Non-periodic solutions are an essential property of chaotic dynamical systems. Simulations with deterministic finite-precision numbers, however, always yield orbits that are eventually periodic. With 64-bit double-precision floating-point numbers such periodic orbits are typically negligible due to very long periods. The emerging trend to accelerate simulations with low-precision numbers, such as 16-bit half-precision floats, raises questions on the fidelity of such simulations of chaotic systems. Here, we revisit the 1-variable logistic map and the generalised Bernoulli map with various number formats and precisions: floats, posits and logarithmic fixed-point. Simulations are improved with higher precision but stochastic rounding prevents periodic orbits even at low precision. For larger systems the performance gain from low-precision simulations is often reinvested in higher resolution or complexity, increasing the number of variables. In the Lorenz 1996 system, the period lengths of orbits increase exponentially with the number of variables. Moreover, invariant measures are better approximated with an increased number of variables than with increased precision. Extrapolating to large simulations of natural systems, such as million-variable climate models, periodic orbit lengths are far beyond reach of present-day computers. Such orbits are therefore not expected to be problematic compared to high-precision simulations but the deviation of both from the continuum solution remains unclear.

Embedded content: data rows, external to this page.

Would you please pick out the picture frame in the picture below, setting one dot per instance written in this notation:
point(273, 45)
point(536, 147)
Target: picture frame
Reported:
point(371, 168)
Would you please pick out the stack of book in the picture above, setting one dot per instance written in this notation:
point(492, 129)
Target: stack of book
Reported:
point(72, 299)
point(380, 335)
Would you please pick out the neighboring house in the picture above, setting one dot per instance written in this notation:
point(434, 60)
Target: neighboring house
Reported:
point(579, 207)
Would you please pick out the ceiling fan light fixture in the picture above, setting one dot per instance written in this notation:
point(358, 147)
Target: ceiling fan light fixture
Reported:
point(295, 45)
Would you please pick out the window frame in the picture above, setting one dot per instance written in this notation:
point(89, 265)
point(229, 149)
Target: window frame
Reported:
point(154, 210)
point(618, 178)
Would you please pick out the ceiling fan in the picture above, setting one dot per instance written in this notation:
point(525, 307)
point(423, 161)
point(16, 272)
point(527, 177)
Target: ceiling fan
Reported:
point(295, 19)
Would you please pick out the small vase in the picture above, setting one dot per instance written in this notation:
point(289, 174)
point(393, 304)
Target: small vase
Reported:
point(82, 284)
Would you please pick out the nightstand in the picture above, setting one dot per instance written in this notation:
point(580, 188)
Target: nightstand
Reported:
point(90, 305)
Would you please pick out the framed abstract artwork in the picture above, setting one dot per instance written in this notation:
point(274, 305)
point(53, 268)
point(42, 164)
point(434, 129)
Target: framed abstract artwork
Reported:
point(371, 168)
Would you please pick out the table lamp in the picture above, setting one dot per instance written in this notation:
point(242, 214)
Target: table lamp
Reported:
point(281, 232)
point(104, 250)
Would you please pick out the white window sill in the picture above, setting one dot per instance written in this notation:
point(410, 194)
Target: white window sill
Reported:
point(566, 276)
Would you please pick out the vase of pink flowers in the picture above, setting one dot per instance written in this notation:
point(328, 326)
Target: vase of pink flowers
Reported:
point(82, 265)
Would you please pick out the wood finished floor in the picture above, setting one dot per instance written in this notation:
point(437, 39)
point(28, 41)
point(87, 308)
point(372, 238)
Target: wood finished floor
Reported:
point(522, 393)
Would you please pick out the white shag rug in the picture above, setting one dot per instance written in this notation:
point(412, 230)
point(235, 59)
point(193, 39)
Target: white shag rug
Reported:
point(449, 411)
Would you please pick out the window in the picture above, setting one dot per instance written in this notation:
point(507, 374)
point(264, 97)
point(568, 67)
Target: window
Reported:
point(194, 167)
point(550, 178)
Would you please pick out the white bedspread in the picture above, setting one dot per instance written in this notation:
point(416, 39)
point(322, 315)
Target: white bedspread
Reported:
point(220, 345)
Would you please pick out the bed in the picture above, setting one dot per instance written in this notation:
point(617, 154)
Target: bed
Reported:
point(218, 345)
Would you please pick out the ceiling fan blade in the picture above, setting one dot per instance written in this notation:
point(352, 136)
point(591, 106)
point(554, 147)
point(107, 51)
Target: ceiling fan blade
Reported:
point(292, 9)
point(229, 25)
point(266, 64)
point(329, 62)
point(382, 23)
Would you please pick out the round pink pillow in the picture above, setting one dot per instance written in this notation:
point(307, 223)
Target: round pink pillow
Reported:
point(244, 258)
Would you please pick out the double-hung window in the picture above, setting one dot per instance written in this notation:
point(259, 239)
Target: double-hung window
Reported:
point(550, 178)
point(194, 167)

Sea surface warming patterns drive hydrological sensitivity uncertainties

Nature Climate Change Springer Nature (2023) 545-553

Authors:

Shipeng Zhang, Philip Stier, Guy Dagan, Chen Zhou, Minghuai Wang

Abstract:

The increase in global-mean precipitation with global-mean temperature (hydrological sensitivity; η) is constrained by the atmospheric energy budget, but its magnitude remains uncertain. Here we apply warming patch experiments to a climate model to demonstrate that the spatial pattern of sea surface warming can explain a wide range of η. Warming in tropical strongly ascending regions produces η values even larger than suggested by the Clausius–Clapeyron relationship (7% K−1), as the warming and moisture increases can propagate vertically and be transported globally through atmospheric dynamics. Differences in warming patterns are as important as different treatments of atmospheric physics in determining the spread of η in climate models. By accounting for the pattern effect, the global-mean precipitation over the past decades can be well reconstructed in terms of both magnitude and variability, indicating the vital role of the pattern effect in estimating future intensification of the hydrological cycle.